John Durham should ‘take a hard look at’ top Mueller prosecutor, former Trump lawyer says

Andrew Weissmann, one of special counsel Robert Mueller’s top prosecutors, should be investigated by the U.S. attorney conducting a criminal inquiry into the Russia investigation, according to a former lawyer to President Trump.

After Trump commuted the prison sentence of Roger Stone, a target of Mueller’s special counsel operation, Weissmann tweeted that the longtime Trump associate should be put “in the grand jury to find out what he knows about Trump but would not tell.”

John Dowd, who was Trump’s attorney during the Russia investigation, dismissed the suggestion.

“Weissmann and his dream team failed in their first attempt to manufacture a crime and want to further abuse the process when their sorry effort has been exposed,” Dowd told the Washington Times. “The Stone indictment did not allege a crime by President Trump. So why further abuse the process except more sour grapes? Mr. Durham ought to take a hard look at Mr. Weissmann’s conduct on the dream team.”

U.S. Attorney John Durham is overseeing an inquiry into whether crimes were committed during the Russia investigation, which Democrats have criticized as a partisan effort to discredit Mueller’s work.

Stone, a longtime confidant of Trump, had been convicted of lying to congressional investigators about his alleged outreach to WikiLeaks, obstructing a congressional investigation, and attempting to intimidate a possible congressional witness.

Striking a similar tone to Dowd, a vocal critic of the Russia investigation, the White House released a statement Friday evening announcing that Trump had signed a grant of clemency, calling Stone, 67, a “victim of the Russia Hoax.” With the commutation, Stone’s 40-month sentence, supervised release, and unpaid fine were wiped away days before he was set to go to prison. Without a pardon, Stone maintains his criminal record.

Weissmann, a former Justice Department official and FBI general counsel who was known as Mueller’s “pit bull” during the Russia investigation, played an instrumental role in winning convictions against former Trump campaign officials Paul Manafort and Rick Gates.

Rep.
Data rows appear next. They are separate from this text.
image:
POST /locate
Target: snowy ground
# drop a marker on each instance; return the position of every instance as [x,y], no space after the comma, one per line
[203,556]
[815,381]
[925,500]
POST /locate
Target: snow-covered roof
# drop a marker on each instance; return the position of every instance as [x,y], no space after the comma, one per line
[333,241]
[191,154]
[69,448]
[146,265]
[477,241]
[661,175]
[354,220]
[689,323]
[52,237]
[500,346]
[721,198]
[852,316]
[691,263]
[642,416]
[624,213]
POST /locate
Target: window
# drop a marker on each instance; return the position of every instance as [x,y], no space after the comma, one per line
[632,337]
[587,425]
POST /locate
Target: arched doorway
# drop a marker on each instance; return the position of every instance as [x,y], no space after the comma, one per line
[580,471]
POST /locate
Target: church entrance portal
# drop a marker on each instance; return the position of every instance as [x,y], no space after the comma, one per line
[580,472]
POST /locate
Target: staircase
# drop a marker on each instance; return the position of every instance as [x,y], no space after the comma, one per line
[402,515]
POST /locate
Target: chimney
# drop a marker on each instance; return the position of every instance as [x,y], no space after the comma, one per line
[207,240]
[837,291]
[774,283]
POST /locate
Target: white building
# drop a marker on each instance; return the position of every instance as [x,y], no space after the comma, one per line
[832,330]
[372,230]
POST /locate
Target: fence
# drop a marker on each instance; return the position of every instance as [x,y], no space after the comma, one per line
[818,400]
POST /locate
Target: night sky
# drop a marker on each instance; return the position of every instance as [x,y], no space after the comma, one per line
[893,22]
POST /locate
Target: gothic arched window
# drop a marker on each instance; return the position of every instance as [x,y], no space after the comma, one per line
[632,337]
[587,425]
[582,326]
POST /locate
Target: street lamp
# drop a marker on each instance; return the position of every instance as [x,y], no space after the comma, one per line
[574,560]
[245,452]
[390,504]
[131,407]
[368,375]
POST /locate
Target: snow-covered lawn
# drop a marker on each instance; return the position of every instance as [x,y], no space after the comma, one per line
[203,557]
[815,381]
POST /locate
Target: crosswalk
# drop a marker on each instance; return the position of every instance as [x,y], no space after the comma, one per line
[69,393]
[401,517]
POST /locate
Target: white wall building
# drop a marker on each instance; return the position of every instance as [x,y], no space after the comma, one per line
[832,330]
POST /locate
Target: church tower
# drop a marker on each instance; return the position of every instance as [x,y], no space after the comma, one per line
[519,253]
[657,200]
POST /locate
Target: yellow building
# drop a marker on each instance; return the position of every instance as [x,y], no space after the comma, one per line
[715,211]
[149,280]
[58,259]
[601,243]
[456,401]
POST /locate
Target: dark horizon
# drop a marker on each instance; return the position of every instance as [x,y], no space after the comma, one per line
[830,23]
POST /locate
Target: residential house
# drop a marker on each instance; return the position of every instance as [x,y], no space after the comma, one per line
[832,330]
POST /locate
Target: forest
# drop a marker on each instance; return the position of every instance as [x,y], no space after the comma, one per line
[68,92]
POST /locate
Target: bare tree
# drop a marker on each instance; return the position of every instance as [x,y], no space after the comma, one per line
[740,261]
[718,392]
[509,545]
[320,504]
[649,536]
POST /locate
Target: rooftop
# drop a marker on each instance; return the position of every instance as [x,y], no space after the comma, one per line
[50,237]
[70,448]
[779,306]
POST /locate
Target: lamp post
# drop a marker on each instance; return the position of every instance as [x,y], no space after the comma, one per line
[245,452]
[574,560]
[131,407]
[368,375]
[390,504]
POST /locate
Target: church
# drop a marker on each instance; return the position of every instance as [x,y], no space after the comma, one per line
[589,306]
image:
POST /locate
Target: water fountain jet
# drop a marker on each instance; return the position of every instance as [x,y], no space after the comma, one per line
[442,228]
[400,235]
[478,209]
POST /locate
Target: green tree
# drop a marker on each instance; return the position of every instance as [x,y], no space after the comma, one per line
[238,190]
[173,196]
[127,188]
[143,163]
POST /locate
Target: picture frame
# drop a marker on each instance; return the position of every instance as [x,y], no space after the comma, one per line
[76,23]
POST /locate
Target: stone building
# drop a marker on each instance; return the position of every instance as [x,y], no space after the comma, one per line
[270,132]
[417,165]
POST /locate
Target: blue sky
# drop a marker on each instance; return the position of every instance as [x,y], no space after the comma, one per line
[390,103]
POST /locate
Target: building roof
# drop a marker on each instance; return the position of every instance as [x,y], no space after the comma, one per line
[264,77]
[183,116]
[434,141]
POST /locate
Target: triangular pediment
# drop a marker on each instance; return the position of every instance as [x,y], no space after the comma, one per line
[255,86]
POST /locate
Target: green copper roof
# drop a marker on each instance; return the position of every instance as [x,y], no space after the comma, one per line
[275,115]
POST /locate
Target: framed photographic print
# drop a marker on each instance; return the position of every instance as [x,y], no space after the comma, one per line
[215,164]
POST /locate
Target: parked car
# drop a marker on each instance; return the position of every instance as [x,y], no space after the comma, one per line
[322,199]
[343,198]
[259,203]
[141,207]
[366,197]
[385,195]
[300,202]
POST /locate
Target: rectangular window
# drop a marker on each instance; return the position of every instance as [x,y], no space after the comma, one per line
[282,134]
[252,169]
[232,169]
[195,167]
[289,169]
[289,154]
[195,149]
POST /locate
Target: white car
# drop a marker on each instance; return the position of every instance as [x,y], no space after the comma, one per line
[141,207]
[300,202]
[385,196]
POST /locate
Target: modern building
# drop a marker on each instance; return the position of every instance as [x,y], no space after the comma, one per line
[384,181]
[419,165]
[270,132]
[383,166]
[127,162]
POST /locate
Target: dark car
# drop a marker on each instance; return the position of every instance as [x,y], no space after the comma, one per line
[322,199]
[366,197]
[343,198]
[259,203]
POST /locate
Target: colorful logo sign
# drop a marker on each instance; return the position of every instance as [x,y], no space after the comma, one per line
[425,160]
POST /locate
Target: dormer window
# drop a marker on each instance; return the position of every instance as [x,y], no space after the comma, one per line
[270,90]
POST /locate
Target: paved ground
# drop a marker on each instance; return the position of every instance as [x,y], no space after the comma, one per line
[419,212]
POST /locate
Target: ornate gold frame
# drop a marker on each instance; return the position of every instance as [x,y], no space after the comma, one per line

Devin Nunes, the top Republican on the House Intelligence Committee, and other allies of the president have raised concerns about Weissmann meeting with Associated Press reporters in April 2017 to discuss the Manafort investigation.

After Mueller wrote a Washington Post opinion piece over the weekend defending the Russia investigation and stressing that Stone “remains a convicted felon, and rightfully so,” it was announced that Weissmann will have a book coming out in September about the Russia investigation.

Mueller’s team wrapped up its two-year investigation in spring 2019, concluding that Russia interfered in the 2016 election in a “sweeping and systematic fashion,” but it “did not establish” any criminal conspiracy between the Russians and the Trump campaign. Mueller also laid out 10 instances of possible obstruction of justice, which Democrats saw as a road map for impeachment. Attorney General William Barr and Deputy Attorney General Rod Rosenstein concluded that Trump hadn’t obstructed justice.